Japonya Merkez Bankası faiz artırımı sinyali verdi
Japonya Merkez Bankası (BOJ) Başkanı Kazuo Ueda, çekirdek enflasyonun %2’lik hedefe yaklaşması halinde faiz oranlarının kademeli olarak artırılabileceğini bir kez daha vurguladı. BOJ, hâlihazırda çekirdek enflasyonu %2 hedefinin altında değerlendirmekte. Banka, bu hedefe ulaşılmasını sağlamak amacıyla negatif reel faiz uygulamalarına devam ediyor.

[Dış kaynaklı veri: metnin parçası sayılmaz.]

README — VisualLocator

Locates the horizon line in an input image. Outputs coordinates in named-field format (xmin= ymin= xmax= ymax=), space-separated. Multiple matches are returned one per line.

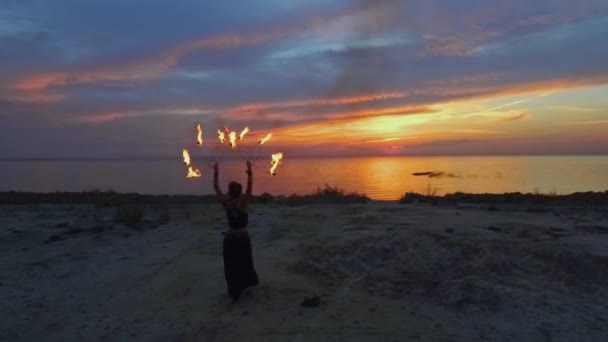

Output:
xmin=0 ymin=152 xmax=608 ymax=162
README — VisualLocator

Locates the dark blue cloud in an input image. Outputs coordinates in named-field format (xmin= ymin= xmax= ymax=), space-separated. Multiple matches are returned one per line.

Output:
xmin=0 ymin=0 xmax=608 ymax=157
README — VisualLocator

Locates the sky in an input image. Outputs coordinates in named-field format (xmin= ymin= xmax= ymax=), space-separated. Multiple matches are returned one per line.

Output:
xmin=0 ymin=0 xmax=608 ymax=159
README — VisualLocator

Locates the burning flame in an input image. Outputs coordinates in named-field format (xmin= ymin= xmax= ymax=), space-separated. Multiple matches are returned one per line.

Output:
xmin=182 ymin=149 xmax=190 ymax=166
xmin=270 ymin=152 xmax=283 ymax=176
xmin=239 ymin=127 xmax=249 ymax=141
xmin=258 ymin=133 xmax=272 ymax=145
xmin=196 ymin=124 xmax=203 ymax=146
xmin=228 ymin=131 xmax=236 ymax=150
xmin=186 ymin=166 xmax=202 ymax=178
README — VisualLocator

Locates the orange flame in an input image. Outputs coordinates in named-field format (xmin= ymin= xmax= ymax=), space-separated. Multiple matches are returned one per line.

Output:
xmin=182 ymin=149 xmax=190 ymax=166
xmin=258 ymin=133 xmax=272 ymax=145
xmin=270 ymin=152 xmax=283 ymax=176
xmin=196 ymin=124 xmax=203 ymax=146
xmin=228 ymin=131 xmax=236 ymax=150
xmin=186 ymin=166 xmax=202 ymax=178
xmin=239 ymin=127 xmax=249 ymax=141
xmin=217 ymin=129 xmax=226 ymax=144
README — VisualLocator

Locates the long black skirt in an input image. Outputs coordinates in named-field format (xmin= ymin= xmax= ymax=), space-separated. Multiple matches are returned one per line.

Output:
xmin=224 ymin=234 xmax=259 ymax=301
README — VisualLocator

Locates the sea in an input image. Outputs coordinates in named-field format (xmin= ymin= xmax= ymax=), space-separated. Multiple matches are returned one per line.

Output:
xmin=0 ymin=155 xmax=608 ymax=200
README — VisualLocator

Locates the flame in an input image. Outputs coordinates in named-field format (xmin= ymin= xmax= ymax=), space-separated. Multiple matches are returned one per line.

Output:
xmin=228 ymin=131 xmax=236 ymax=150
xmin=258 ymin=133 xmax=272 ymax=145
xmin=239 ymin=127 xmax=249 ymax=140
xmin=186 ymin=166 xmax=202 ymax=178
xmin=196 ymin=124 xmax=203 ymax=146
xmin=270 ymin=152 xmax=283 ymax=176
xmin=182 ymin=149 xmax=190 ymax=166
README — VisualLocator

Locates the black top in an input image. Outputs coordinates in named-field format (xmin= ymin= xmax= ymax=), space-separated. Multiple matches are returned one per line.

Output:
xmin=226 ymin=199 xmax=249 ymax=229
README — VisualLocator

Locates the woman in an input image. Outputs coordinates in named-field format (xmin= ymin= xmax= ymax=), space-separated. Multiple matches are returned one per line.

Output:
xmin=213 ymin=161 xmax=259 ymax=302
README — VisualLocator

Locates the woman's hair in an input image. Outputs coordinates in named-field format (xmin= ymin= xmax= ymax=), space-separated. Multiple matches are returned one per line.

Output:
xmin=228 ymin=182 xmax=243 ymax=198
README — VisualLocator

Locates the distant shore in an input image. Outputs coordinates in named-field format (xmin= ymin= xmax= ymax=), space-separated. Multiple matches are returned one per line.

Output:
xmin=0 ymin=186 xmax=608 ymax=206
xmin=0 ymin=186 xmax=608 ymax=342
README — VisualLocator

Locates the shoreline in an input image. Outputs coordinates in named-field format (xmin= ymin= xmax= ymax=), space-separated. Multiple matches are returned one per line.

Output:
xmin=0 ymin=186 xmax=608 ymax=206
xmin=0 ymin=187 xmax=608 ymax=342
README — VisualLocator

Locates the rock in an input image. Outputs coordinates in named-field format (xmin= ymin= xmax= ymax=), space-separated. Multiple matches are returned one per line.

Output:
xmin=488 ymin=226 xmax=502 ymax=233
xmin=300 ymin=295 xmax=321 ymax=308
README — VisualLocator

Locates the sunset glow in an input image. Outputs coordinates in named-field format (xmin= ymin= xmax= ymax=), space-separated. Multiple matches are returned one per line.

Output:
xmin=0 ymin=0 xmax=608 ymax=158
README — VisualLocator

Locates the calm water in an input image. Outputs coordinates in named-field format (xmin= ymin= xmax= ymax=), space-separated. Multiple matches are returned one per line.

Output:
xmin=0 ymin=156 xmax=608 ymax=199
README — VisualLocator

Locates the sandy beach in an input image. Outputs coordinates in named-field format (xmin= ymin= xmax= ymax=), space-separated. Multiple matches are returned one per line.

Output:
xmin=0 ymin=191 xmax=608 ymax=341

Ueda, sürdürülebilir şekilde %2 enflasyon sağlanacağına dair daha fazla güven oluştuğunda parasal desteklerin azaltılacağını ve faiz artışlarının süreceğini açıkladı. BOJ, geçtiğimiz yıl kalıcı %2 enflasyon hedefine ulaşma hedefi doğrultusunda büyük ölçekli teşvik programını sonlandırarak, kısa vadeli faiz oranlarını Ocak ayında %0,5 seviyesine yükseltmişti.

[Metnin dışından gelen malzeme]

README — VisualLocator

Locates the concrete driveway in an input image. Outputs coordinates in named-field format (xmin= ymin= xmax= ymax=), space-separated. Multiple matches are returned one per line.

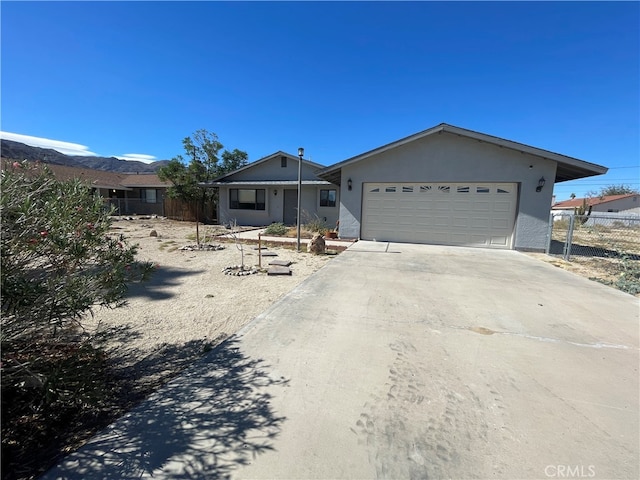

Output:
xmin=45 ymin=242 xmax=640 ymax=479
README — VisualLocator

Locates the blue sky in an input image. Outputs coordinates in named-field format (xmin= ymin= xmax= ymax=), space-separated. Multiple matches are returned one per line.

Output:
xmin=0 ymin=1 xmax=640 ymax=200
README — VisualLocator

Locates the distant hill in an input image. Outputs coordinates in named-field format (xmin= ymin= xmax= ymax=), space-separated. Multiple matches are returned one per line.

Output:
xmin=2 ymin=139 xmax=169 ymax=173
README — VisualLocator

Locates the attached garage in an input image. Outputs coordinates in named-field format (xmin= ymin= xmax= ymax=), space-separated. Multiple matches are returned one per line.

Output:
xmin=361 ymin=182 xmax=518 ymax=248
xmin=318 ymin=123 xmax=607 ymax=251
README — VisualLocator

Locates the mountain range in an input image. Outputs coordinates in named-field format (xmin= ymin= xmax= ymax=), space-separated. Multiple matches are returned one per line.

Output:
xmin=2 ymin=139 xmax=169 ymax=173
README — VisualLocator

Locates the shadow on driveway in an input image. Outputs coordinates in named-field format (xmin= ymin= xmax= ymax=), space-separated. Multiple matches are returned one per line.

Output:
xmin=42 ymin=339 xmax=288 ymax=479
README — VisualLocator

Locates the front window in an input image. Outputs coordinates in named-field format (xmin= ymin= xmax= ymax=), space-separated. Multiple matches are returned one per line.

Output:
xmin=229 ymin=188 xmax=265 ymax=210
xmin=320 ymin=190 xmax=336 ymax=207
xmin=140 ymin=188 xmax=158 ymax=203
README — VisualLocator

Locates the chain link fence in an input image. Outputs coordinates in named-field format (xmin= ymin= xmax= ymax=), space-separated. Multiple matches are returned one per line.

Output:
xmin=547 ymin=212 xmax=640 ymax=295
xmin=104 ymin=198 xmax=165 ymax=217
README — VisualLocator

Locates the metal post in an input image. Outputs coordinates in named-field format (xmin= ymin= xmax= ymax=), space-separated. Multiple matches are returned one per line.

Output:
xmin=563 ymin=214 xmax=576 ymax=262
xmin=545 ymin=213 xmax=553 ymax=255
xmin=296 ymin=147 xmax=304 ymax=252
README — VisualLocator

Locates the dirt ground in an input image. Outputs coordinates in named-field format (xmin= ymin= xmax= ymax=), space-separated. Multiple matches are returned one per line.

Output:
xmin=82 ymin=218 xmax=332 ymax=388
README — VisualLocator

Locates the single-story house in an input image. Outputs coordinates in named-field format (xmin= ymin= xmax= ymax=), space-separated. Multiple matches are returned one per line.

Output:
xmin=208 ymin=151 xmax=339 ymax=227
xmin=39 ymin=164 xmax=171 ymax=216
xmin=317 ymin=123 xmax=607 ymax=251
xmin=551 ymin=193 xmax=640 ymax=213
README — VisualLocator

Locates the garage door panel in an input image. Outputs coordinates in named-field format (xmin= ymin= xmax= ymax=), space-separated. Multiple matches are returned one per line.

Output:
xmin=361 ymin=182 xmax=517 ymax=248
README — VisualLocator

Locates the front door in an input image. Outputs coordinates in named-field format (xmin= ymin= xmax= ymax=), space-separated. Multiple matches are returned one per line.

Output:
xmin=282 ymin=189 xmax=298 ymax=225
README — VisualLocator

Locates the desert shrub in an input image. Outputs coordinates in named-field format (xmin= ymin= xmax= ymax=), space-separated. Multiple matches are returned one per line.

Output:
xmin=0 ymin=163 xmax=154 ymax=349
xmin=0 ymin=162 xmax=153 ymax=478
xmin=302 ymin=214 xmax=329 ymax=235
xmin=264 ymin=222 xmax=287 ymax=236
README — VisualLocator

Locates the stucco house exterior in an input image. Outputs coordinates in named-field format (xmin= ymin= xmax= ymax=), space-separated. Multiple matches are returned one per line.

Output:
xmin=47 ymin=164 xmax=171 ymax=216
xmin=203 ymin=151 xmax=339 ymax=227
xmin=318 ymin=123 xmax=607 ymax=251
xmin=551 ymin=193 xmax=640 ymax=213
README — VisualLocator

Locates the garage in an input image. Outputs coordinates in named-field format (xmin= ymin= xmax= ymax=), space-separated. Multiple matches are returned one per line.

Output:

Japonya borç yönetiminde yeni adımlar atıyor
Japonya Maliye Bakanı Katsunobu Kato, Merkez Bankasının tahvil alımlarını azalttığı bir dönemde, hükümetin borç yönetimi politikalarını yatırımcılarla yakın ilişkiler içinde yürüteceğini belirtti. Amaç, Japon devlet tahvillerinin yurt içi yatırımcılar tarafından daha fazla sahiplenilmesini sağlamak.
Bakan, kısa vadeli faiz oranlarına bağlı yeni bir değişken faizli devlet tahvili sunulacağını ve özel yatırımcıların bu ürünlere daha kolay erişebilmesi için düzenlemeler yapılacağını duyurdu. Ayrıca, Reuters’a göre hükümetin düşük faizle ihraç edilmiş bazı süper uzun vadeli tahvilleri geri alma olasılığı da değerlendiriliyor.
Avrupa’da tüketici güveni geriliyor
Boston Consulting Group (BCG) tarafından hazırlanan yeni bir araştırma, Almanya’nın da aralarında bulunduğu Avrupa ülkelerinde tüketici güveninin bozulmaya devam ettiğini ortaya koydu. Ankete göre Almanların %62’si ülke ekonomisini olumsuz değerlendiriyor. Bu oran geçtiğimiz yıla göre 10 puan daha yüksek.
Fransa ve İngiltere’de ise ekonomik görünümle ilgili olumsuz görüş bildirenlerin oranı %70’e ulaştı. Almanya’da kişisel mali durumundan endişe duyan tüketicilerin oranı ise %25’ten %33’e yükseldi. Enflasyonun düşmesine rağmen, katılımcıların %70’i fiyat artışlarının devam etmesinden endişe duyuyor. Buna karşılık, jeopolitik risk algısının daha düşük kaldığı görülüyor.